One of these hooligans made his mark on Beebe Corner the other day. According to an eyewitness, the four-wheeled instrument of destruction turned left off the main highway and spun into the grassy area while trying to avoid a car stopped at the stop sign. That corner puddles during heavy rains, turns the space into a marsh. The driver, who had to be going too fast to turn safely, suddenly found his car mired in the soft turf and in trying to extricate his rig, reduced the spot to muddy trenches. A plow couldn’t have made deeper furrows. The driver has yet to return to smooth out the mess—or, as far as I know, to apologize for creating it.
Just last week I noticed a “Thank-you!” sign posted amid the destruction. The sentiment confused me. Years ago on a regular basis turf terrorists chewed up our right-of-way, making it tough going for the lawnmower. I would replace the divots. A couple days later the wheel ruts would be back again. The scenario went on for some time. Frustrating…. But did I think about posting a thank-you sign to reward the scoundrels for their off road excursions? Quite the contrary. Each time I surveyed the damage and set about repairing it, a Mark Twain quote came to mind. A horse dealer once sold Twain a poor piece of horseflesh, prompting the humorist to say: “I told myself if the fellow suddenly were to die, I’d cancel all previous engagements in order to attend his funeral.” A thank-you?
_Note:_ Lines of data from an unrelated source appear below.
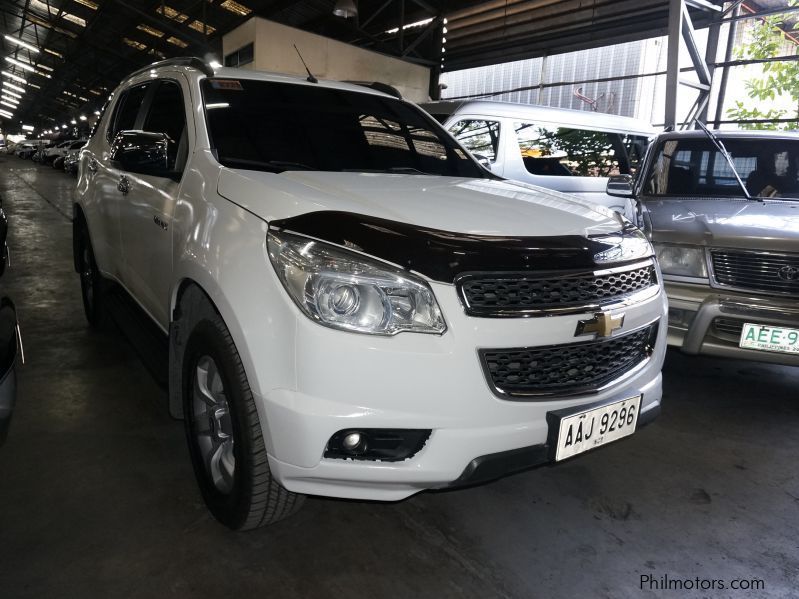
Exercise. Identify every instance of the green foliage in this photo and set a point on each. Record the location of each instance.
(780, 79)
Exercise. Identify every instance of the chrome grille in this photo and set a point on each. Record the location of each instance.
(756, 271)
(519, 293)
(566, 369)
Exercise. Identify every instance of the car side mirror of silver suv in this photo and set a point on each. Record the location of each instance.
(621, 186)
(143, 152)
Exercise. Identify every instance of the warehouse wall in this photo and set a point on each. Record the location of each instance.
(327, 58)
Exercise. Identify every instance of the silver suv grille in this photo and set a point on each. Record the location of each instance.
(523, 293)
(756, 271)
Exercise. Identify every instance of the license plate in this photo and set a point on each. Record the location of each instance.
(596, 427)
(769, 338)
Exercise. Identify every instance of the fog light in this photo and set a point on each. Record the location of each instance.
(378, 444)
(351, 441)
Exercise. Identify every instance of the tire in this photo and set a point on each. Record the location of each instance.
(223, 430)
(92, 284)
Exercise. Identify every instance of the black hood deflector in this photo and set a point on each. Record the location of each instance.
(443, 255)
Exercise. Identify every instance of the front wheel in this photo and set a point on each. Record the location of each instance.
(224, 432)
(92, 283)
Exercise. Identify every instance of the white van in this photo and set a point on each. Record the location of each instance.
(572, 151)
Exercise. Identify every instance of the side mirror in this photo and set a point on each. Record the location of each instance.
(621, 186)
(483, 160)
(143, 152)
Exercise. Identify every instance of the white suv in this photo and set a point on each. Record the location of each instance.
(354, 306)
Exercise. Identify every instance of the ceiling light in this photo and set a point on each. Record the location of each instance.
(19, 42)
(20, 64)
(12, 76)
(14, 87)
(236, 8)
(345, 9)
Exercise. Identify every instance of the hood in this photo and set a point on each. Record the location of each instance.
(472, 206)
(750, 224)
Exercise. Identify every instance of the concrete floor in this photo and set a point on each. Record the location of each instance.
(98, 499)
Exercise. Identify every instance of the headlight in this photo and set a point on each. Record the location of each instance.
(344, 290)
(682, 261)
(628, 244)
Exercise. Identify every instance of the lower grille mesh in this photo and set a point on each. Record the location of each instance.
(566, 369)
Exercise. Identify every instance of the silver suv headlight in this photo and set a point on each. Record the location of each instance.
(345, 290)
(681, 260)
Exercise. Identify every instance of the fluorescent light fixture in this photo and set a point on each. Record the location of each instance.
(12, 76)
(21, 90)
(20, 64)
(19, 42)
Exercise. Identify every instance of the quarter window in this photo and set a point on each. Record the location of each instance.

Those wheel ruts elicited murderous thoughts every time I saw them. Revenge was what I wanted; expressing gratitude was the farthest thing from my mind.
When nocturnal terrorists churned up Tony Broers’ lawn, did Tony hustle right out there and post a sign showing his appreciation? Can’t recall seeing one. And when the inevitable swath through their cornfield appears in the morning light (an annual occurrence, a turf terrorist tradition, it seems), do the Werkhovens hustle out there and erect a large yellow Smiley Face in the mowed down strip? I must have missed that one. When a sod saboteur tore a path through The Barrell Man’s yard, did he post a “Much Obliged” message next to his“Barrell’s ten dollars” sign? If so, someone must have stolen it.
“Revenge, the world’s worst cause,” said King Arthur in the Broadway musical Camelot. Apparently that’s the kind of charity we have here in the Valley—a “Thank-you” in exchange for carnage done. Matt Beebe is a better man than I—a “turn your cheek” sort of guy. And Matt? An exclamation mark, even. Nothing quite communicates sincerity like an exclamation mark!